Abstral | Prostrakan, Inc.
Healthcare professionals who prescribe ABSTRAL on an outpatient basis must enrol in the TIRF REMS Access program and comply with the requirements of the REMS to ensure safe use of ABSTRAL [See Warnings and Precautions (5.10)].
As with all opioids, the safety of patients using such products is dependent on health care professionals prescribing them in strict conformity with their approved labeling with respect to patient selection, dosing, and proper conditions for use.
2.1 Dose TitrationThe objective of dose titration is to identify an effective and tolerable maintenance dose for ongoing management of breakthrough cancer pain episodes. The effective and tolerable dose of ABSTRAL will be determined by dose titration in individual patients.
Carefully supervise patients until a dose that provides adequate analgesia with tolerable side effects is reached for breakthrough pain control.
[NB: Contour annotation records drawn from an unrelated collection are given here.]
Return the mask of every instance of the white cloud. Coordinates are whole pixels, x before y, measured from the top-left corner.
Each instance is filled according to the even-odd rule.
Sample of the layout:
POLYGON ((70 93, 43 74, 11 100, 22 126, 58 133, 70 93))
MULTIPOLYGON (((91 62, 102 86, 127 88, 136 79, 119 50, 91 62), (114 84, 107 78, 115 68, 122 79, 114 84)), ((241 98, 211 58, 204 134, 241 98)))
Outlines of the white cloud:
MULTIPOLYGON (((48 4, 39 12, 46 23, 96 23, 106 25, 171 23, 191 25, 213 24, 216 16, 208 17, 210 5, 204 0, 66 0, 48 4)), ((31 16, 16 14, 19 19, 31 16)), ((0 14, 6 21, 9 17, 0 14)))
Starting Dose: Individually titrate ABSTRAL to a dose that provides adequate analgesia with tolerable side effects. Begin titration of all patients with an initial dose of ABSTRAL of 100 mcg. Due to differences in the pharmacokinetic properties and individual variability, even patients switching from other fentanyl containing products to ABSTRAL must start with the 100 mcg dose. ABSTRAL is not equivalent on a mcg per mcg basis with all other fentanyl products, therefore, do not switch patients on a mcg per mcg basis from any other fentanyl product. ABSTRAL is NOT a generic version of any other fentanyl product.
Start all patients with a single 100 mcg tablet.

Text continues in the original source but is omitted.